As an exciting backdrop to the leaking pipe, the flashlight illuminated an urban sprawl of spiderwebs and the disturbing murky gleam of strangely shimmering sewer water. Right in the center of that gossamer cosmos hung a huge black widow, her spherical abdomen the darkly metallic gleam of hematite in the pale shifting light. She clung upside down to her web with outstretched, slender legs and didn't move at all as we examined her. Exhibiting a sort of spiderly dignity. Or maybe just freaked out as all hell in her own shy, spidery way.

This may sound misguided (if that's the word you're looking for), but this was actually a magnificent spider.

That's why I feel so terrible about the mission we subsequently embarked upon, the main goal of which was to brutally destroy every spider in that crawlspace so that we could make that awful smell go away. I don't know anything about how the poison killed her, but I'm pretty sure she suffered in some way. She finally moved when the poison coated her shining obsidian body. I'm sure spiderly dignity gave way to some instinctual sort of spiderly panic. I didn't see her leave her web, but when next we aimed the flashlight into the depths of darkness under the house, she was nothing more than a dull, shriveled ball of spider curled up on the packed dirt below her web.
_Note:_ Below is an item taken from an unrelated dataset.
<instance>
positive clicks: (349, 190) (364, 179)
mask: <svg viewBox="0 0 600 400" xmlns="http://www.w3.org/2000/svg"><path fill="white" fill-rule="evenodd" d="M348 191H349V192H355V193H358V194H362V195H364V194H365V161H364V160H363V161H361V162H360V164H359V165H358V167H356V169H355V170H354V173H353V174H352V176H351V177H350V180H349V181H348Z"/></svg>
I know she was only a spider, and a potentially deadly one at that, but my gut still hiccups a little when I think about how she was doomed for one reason from the moment she began to spin her web in that narrow cavern. We recognized how fascinating and desirable her gorgeous voluptuous spiderness was, and yet, when it came down to it, we judged her on nothing more than that -- her spiderness.

What's worse is that we'll probably freeze her likeness into spooky little eight-legged ice cubes this Halloween to entertain the party-goers and, once the sun comes up, make the same decision all over again when we find that one of her sisters has filled the niche under the sink with her own sticky labyrinth.

Rest in peace, spider.

4 comments:

Wingal said...

Okay, that was beautiful in a deeply-disturbing-to-an-arachnaphobe kind of way. I killed a spider myself last night, but used the more expeditious and probably less painful method of a Size 10 brown, be-bowed flat purchased at Target for $16.99 in a time of financial difficulty/upcoming-conference desperation.

And you know, unusually, I felt bad about it, too. Now I'm depressed and feeling sympathetic for that one creature that absolutely paralyzes me with fear. But I'll still kill the next one I see.

Jenny said...

Sorry Wingal. I just had to get it all off my chest - before it crawled back onto my chest in the middle of the night and I accidentally swallowed it in the way they always say you do with spiders while you're sleeping.

Wingal said...

What is it? They say that the average human being ingests something like 20 spiders in their lifetime during sleep? That's just gross, man... but unlike some people, it won't be a black widow stewing in my digestive acids.

Jenny said...

I don't know that you could miss a black widow sliding down your gullet - even if you were asleep.

Incidentally, I picked up a brick on Saturday and nearly had a heart attack. The black widow on it was even larger than the one described above. I immediately made my neighbor come out to smash it, thus proving myself correct that I will always choose to kill black widows. Damn me.